About annealing, to be frank, I think it is a very small group of shooters for whom the AMP annealer might make sense. It's $1,800 bare bones and $2,500 equipped to feed itself and analyze your brass. Flame annealers start at ~$200 and have auto-feed at that price. $200 can pay itself back in brass pretty quick, $2k, not so fast. What I understand learning from those far more knowledgeable than myself such as Cortina, is that the improvement in the quality of your loads (both in group sizes and velocity spread) is marginal from annealing and even more marginal from doing annealing with the great precision of an AMP. I have not seen noticable improvement in my SD or group sizes from flame annealing though I do think neck tension feels a little lighter and more uniform when seating the bullet. Maybe there is some improvement burried in the noise of my data but it is small enough that I would need to do a large data set statistical analysis to find it. Realistically, were talking mostly about case life with an annealer. For my part I would go with a less expensive flame unit. I bought the BurstFire this year and am quite happy with the performance. I should have it's review posted soon.
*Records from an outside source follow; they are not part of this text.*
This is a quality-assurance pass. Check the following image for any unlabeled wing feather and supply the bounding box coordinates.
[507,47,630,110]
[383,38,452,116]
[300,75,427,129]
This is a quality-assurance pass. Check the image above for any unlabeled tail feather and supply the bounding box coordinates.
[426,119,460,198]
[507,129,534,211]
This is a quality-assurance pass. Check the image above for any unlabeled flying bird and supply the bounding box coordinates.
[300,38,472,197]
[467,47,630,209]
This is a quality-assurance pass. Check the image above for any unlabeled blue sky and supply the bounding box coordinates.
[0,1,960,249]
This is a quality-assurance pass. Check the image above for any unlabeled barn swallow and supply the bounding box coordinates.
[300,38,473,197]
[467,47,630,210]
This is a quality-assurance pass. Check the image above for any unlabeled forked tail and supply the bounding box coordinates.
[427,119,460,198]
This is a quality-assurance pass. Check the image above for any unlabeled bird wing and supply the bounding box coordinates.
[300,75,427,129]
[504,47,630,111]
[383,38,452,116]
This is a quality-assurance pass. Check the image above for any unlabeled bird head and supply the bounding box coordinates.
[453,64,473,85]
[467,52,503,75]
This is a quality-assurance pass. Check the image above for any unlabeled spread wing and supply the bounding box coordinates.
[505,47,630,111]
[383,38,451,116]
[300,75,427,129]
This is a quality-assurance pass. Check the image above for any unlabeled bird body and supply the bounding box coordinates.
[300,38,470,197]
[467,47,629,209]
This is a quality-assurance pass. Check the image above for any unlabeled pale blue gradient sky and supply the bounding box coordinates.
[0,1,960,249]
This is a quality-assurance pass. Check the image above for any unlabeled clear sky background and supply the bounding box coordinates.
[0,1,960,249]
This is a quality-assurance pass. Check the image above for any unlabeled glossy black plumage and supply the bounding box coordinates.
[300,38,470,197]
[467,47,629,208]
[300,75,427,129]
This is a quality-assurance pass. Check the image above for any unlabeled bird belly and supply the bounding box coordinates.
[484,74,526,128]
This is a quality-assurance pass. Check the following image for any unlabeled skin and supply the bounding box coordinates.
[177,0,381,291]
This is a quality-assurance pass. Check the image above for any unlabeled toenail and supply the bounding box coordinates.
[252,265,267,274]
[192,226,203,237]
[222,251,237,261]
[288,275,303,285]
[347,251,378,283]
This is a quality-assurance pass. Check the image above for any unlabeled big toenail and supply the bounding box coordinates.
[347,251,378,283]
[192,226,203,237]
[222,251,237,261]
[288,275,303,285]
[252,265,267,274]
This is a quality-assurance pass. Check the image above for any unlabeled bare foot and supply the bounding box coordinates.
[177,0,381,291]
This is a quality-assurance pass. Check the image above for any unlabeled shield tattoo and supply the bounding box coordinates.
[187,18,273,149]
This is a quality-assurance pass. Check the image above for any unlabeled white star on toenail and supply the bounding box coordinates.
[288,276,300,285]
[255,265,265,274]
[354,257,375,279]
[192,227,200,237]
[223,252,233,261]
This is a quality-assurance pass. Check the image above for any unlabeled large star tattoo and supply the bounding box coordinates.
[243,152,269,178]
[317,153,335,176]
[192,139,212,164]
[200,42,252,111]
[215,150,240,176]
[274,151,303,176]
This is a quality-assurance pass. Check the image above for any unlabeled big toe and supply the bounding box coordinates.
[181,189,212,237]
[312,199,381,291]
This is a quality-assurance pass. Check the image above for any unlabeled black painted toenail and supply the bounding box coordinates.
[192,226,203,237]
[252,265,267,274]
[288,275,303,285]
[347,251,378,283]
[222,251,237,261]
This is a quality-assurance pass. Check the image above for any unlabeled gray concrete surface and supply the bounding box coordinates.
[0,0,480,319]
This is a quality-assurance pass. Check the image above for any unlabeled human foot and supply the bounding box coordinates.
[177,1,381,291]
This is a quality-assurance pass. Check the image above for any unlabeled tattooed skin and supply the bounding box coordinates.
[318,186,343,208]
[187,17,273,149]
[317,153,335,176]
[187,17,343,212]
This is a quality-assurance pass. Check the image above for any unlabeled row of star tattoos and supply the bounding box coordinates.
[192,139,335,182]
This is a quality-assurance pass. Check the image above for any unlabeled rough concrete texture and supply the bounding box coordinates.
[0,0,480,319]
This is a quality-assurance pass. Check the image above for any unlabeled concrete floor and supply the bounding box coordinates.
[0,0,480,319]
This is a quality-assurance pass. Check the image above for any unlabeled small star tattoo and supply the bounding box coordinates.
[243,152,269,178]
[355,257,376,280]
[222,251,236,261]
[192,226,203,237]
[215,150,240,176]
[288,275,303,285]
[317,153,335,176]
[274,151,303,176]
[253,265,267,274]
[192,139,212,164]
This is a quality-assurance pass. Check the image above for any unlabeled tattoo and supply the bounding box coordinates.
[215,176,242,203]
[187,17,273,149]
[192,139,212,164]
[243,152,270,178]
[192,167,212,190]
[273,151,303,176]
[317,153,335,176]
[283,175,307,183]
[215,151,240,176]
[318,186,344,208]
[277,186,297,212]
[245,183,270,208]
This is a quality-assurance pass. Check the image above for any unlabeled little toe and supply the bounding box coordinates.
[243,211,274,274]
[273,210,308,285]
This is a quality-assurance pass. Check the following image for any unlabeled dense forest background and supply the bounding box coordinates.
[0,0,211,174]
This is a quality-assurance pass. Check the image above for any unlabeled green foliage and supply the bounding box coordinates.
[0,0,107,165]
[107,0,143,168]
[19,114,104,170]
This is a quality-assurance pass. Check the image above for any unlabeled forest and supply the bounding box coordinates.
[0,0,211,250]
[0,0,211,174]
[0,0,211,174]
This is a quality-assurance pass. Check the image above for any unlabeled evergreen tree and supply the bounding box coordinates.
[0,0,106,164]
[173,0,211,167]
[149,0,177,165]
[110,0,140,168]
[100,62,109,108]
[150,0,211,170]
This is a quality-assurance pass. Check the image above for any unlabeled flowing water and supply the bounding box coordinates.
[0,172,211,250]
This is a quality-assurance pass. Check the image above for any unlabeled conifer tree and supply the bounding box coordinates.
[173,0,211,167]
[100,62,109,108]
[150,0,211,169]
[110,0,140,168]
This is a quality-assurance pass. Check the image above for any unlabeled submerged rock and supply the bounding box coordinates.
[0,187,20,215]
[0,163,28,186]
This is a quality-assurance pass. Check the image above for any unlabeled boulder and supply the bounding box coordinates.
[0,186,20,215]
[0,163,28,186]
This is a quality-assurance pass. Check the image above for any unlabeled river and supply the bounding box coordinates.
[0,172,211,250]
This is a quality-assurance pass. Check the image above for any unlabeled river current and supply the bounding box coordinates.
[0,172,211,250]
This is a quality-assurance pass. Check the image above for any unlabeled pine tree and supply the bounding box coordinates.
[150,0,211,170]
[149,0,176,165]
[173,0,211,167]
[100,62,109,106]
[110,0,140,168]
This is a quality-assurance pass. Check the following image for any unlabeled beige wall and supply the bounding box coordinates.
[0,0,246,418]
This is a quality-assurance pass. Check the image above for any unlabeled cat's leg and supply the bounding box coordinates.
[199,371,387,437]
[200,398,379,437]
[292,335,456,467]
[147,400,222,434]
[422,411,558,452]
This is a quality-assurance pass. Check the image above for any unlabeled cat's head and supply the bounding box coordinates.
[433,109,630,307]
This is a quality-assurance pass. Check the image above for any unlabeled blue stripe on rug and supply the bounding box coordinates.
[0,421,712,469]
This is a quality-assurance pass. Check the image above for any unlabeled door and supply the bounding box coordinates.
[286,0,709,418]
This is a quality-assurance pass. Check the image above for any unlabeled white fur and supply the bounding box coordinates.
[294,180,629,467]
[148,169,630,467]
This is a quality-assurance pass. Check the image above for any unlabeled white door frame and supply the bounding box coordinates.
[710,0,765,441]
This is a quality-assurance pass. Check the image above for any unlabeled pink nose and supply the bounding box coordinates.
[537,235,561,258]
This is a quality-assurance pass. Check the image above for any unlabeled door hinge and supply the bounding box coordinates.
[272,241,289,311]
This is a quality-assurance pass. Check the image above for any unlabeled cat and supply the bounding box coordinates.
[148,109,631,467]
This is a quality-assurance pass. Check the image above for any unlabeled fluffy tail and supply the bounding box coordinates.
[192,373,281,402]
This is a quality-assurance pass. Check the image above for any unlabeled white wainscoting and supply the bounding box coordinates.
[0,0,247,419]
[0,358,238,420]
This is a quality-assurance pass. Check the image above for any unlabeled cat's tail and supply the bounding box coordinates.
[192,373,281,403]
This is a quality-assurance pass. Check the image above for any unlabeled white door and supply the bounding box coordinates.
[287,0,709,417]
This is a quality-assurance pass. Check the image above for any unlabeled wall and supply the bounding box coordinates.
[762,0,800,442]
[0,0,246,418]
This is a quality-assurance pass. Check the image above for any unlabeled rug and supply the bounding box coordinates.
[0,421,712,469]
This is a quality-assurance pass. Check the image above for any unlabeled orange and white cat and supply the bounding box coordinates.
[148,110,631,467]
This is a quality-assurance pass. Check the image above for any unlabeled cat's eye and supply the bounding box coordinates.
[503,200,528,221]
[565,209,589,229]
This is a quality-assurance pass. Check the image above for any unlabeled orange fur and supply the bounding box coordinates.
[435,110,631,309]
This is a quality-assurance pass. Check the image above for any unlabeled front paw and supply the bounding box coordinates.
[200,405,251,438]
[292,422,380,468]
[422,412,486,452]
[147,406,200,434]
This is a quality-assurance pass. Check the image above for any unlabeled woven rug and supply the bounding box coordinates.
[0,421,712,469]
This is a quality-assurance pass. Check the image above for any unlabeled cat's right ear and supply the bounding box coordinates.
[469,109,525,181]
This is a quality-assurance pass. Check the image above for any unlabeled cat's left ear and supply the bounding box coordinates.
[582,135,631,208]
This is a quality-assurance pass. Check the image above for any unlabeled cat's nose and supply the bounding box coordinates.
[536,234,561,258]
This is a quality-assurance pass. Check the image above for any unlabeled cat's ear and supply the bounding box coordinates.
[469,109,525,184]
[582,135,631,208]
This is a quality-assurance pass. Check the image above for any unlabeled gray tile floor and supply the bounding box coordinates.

So..... Purchase the trimmer first. Fuck processing the 1,200 peices of brass you have sitting around without a good trimmer and I always start off new (usually once fired from factory ammo in my case) brass trimmed to even lenght, deburred, and chamfered. If you get enough scratch before you have a few firings on the brass, do the scale next to improve your speed and load quality. If your shooting so much your brass gets 4 or so firings on it before you get the money for the powder measure, then buy a flame annealer next instead to bring that hardness back down and keep it from cracking. When it comes to an AMP, I would not buy one unless I was a national level competitor or someone in one of those professions where an hour of my time fetches me a week or so of my fellow mans.